O Banco Pleno operava anteriormente sob o nome de Voiter e fazia parte do conglomerado Master até junho de 2025. Posteriormente, foi vendido para Augusto Lima, ex-sócio de Daniel Vorcaro, proprietário do Master, e renomeado como Banco Pleno. O BC destacou que o Pleno tinha uma participação mínima no sistema financeiro, representando apenas 0,05% do total de capitações.

Impactos financeiros e ressarcimentos

Com a liquidação, o Banco Pleno deixa de operar, e o Banco Central nomeou um liquidante responsável por elaborar uma lista de credores, incluindo pessoas e empresas com investimentos no banco. Estima-se que cerca de 160 mil clientes sejam afetados. Aqueles com até R$ 250 mil em depósitos serão ressarcidos pelo Fundo Garantidor de Créditos (FGC), custeado por instituições financeiras para situações como esta.

O FGC deve desembolsar quase R$ 5 bilhões para os credores do Banco Pleno. No caso do Master, o ressarcimento já ultrapassa R$ 40 bilhões, com R$ 37 bilhões já pagos.
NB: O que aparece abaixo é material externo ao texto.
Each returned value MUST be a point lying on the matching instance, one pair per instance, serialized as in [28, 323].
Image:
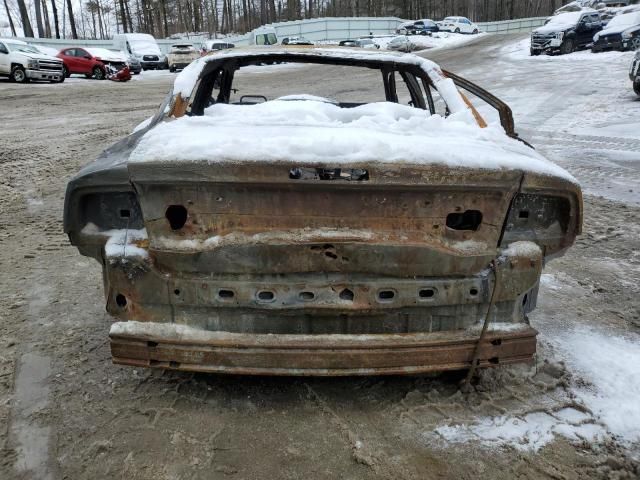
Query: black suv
[566, 32]
[634, 73]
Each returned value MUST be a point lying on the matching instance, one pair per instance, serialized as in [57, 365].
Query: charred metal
[376, 268]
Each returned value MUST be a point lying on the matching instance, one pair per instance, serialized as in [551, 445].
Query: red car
[91, 62]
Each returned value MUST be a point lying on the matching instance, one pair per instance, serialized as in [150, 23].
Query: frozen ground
[68, 413]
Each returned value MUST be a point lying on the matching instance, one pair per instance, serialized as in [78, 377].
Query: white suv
[458, 25]
[21, 62]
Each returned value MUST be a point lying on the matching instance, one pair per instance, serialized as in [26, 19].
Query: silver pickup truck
[21, 62]
[181, 55]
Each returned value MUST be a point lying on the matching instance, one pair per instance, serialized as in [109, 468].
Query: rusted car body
[286, 267]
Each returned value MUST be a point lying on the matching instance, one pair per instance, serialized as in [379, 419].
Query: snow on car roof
[568, 18]
[321, 133]
[187, 79]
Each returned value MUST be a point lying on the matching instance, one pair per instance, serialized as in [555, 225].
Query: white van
[263, 36]
[142, 46]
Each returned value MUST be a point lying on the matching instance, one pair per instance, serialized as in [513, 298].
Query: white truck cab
[143, 47]
[21, 62]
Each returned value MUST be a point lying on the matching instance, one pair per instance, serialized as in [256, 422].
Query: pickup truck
[21, 63]
[181, 55]
[566, 32]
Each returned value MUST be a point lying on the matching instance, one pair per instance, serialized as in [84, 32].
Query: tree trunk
[24, 16]
[54, 9]
[39, 19]
[123, 17]
[13, 27]
[45, 17]
[72, 21]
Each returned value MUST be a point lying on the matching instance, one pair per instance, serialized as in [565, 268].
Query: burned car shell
[402, 300]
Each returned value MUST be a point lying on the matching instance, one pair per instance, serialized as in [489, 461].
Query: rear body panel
[278, 267]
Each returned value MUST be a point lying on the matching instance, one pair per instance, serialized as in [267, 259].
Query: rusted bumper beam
[177, 347]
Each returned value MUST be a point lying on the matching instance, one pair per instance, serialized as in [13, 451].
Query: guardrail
[314, 29]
Os clientes do Will Bank, banco digital do Master liquidado em janeiro, devem receber mais R$ 6 bilhões. No total, o valor gasto pelo FGC em meio ao escândalo do Master pode superar R$ 51 bilhões, evidenciando a magnitude da crise.

Contexto policial e investigações

Em novembro de 2025, quando o Master foi liquidado, a Polícia Federal realizou uma operação contra esquemas de fraudes financeiras, resultando na prisão temporária de Augusto Lima e Daniel Vorcaro. Ambos foram soltos e passaram a usar tornozeleira eletrônica. A defesa de Augusto Lima não se manifestou sobre a liquidação.

Paralelamente, o Banco de Brasília (BRB), investigado no inquérito da PF sobre a compra de carteiras de crédito fraudulentas do Master, enfrenta a necessidade de recompor seu capital para continuar operando. Reuniões semanais com o Banco Central têm sido realizadas para discutir o caso.

A defesa do ex-dirigente do BRB, Paulo Henrique Costa, que liderava a instituição durante as negociações com o Master, afirmou nesta quarta-feira que ele se ofereceu para prestar um novo depoimento à PF, mas negou que isso faça parte de um acordo de delação premiada.

Esta liquidação reforça os desafios contínuos no sistema financeiro brasileiro, com o Banco Central atuando para conter os efeitos da crise do Grupo Master e proteger os interesses dos clientes e da economia nacional.